An independent director of DNZ Property Fund which floats on NZX next month says the way the business was established left existing shareholders in an invidious position.
Simon Botherway, a former part-owner of institutional investor Brook Asset Management, criticised the old structure of the business.
"I would never have advocated anyone invest into the structure established by Money Managers. The termination of the management agreement was necessary and both PricewaterhouseCoopers and Goldman Sachs JBWere advised accordingly," he said.
MMG (formerly Money Managers) has been critical of DNZ's restructuring, capital raising and initial public offering.
DNZ has thousands of existing shareholders, many of whom bought into the property business via Money Managers. Now, MMG says its clients stand to lose 40 per cent on the deal.
DNZ has been trading on Unlisted at between 37c and 45c over the past year and the capital raising is at 33c a share.
Other listed property vehicles such as Kiwi Income Property Trust are trading at big discounts to net tangible asset backing and have recently undertaken capital raisings at even larger discounts.
To sweeten the DNZ deal, a big pool of shares has been set aside for existing shareholders.
DNZ's constitution prevented the company being listed on the main board in its current form.
DNZ shareholders had no voting rights and got no say in the deal to pay a third of the money raised to chief executive Paul Duffy and ex-chairman Alastair Hasell.
Botherway said he went on the DNZ board at the request of major institutional investors.
In response to criticism of the DNZ board for entering into related party transactions, Botherway said: "Related party agreements and transactions are generally to be discouraged.
"It is disingenuous to claim that the board is entering into a related party agreement, when it is in fact terminating an existing one.
"Why investors were put into such a structure in the first place is a question which should be put to Money Managers.
"Their principals and associates have benefited from this arrangement.

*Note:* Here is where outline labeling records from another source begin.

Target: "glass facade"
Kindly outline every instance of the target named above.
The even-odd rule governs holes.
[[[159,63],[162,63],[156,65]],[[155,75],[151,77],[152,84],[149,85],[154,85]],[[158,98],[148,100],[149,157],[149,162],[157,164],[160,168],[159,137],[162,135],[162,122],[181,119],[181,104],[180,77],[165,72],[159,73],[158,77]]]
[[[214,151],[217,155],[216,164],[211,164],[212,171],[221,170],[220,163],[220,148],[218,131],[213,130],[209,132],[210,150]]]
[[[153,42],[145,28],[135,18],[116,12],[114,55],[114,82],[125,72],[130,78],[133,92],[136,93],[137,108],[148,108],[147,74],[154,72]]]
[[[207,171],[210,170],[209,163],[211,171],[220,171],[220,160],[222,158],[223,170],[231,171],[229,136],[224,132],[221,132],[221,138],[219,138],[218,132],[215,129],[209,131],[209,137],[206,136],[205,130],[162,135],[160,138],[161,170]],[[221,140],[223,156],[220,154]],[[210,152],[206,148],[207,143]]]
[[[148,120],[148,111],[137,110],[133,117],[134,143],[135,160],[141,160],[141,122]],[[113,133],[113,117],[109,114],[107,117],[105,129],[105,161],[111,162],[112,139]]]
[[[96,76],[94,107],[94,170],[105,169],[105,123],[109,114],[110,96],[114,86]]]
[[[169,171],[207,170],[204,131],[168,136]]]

The value transfer from shareholders to manager took place when those poorly advised investors were convinced to part with their money in the first place."
Botherway said he would not have gone on to the board if he believed that the existing constitution and related party arrangements were to remain in place.
The class-A and class-B shareholder structure established by Money Managers is one where the manager (originally owned by principals of Money Managers and their associates) owned all the class-B shares which gave the incumbent manager practically unfettered rights.
The constitution says that a quorum of the board of directors is satisfied by the attendance of a solitary "B" director at a board meeting. This has the effect of entrenching organisational control and direction in the hands of the manager who was effectively remunerated based on the total amount of assets under management.
The capital raising and listing process will eliminate those arrangements.